Sedangkan kata pesantren menurut Zamakhsyari Dhofier menyebutkan, pesantren berasal dari kata santri, yang dengan awalan pe di depan dan akhiran an berarti tempat tinggal para santri. Menurut John sebagaimana yang dikutip Dhofier mengatakan bahwa istilah santri berasal dari bahasa Tamil, yang berarti guru mengaji,[1] tidak jauh beda dengan John, Berg berpendapat bahwa istilah tersebut berasal dari istilah shantri yang dalam bahasa India berarti orang yang tahu buku-buku suci Agama Hindu, atau seorang sarjana ahli kitab suci Agama Hindu. Kata shantri berasal dari kata shastra yang berarti buku-buku suci, buku-buku agama atau buku-buku tentang ilmu pengetahuan. Dari asal-usul kata santri pula banyak sarjana berpendapat bahwa lembaga pesantren pada dasarnya ialah lembaga pendidikan keagamaan bangsa Indonesia pada masa penganut agama Hindu Buddha yang bernama “mandala” yang di Islamkan oleh para kyai.[2]

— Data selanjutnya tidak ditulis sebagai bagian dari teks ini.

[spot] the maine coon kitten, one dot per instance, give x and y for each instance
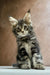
(28, 55)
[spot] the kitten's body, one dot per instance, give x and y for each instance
(28, 55)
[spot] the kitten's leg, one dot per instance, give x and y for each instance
(37, 61)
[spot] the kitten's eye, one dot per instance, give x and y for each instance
(18, 29)
(25, 28)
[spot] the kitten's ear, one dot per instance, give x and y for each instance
(13, 21)
(27, 17)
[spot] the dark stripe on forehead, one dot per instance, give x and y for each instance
(20, 22)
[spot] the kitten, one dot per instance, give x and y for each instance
(28, 55)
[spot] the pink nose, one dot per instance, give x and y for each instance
(22, 31)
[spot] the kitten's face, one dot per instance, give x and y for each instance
(21, 27)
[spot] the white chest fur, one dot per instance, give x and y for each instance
(28, 49)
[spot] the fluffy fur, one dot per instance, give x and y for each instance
(28, 55)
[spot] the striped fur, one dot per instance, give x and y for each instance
(28, 55)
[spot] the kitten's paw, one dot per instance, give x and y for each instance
(39, 66)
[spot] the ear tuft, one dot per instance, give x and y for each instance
(28, 11)
(13, 21)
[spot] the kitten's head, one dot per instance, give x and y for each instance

Terlepas dari asal-usul sebagaimana tersebut diatas, yang jelas ciri-ciri pesantren secara keseluruhan adalah sebuah lembaga dakwah atau pendidikan Islam yang Asli Indonesia, yang saat ini merupakan warisan kekayaan bangsa Indonesia yang terus berkembang. Bahkan pada saat memasuki milennium ke tiga ini menjadi salah satu penyangga yang sangat penting bagi kehidupan berbangsa dan bernegara bangsa Indonesia.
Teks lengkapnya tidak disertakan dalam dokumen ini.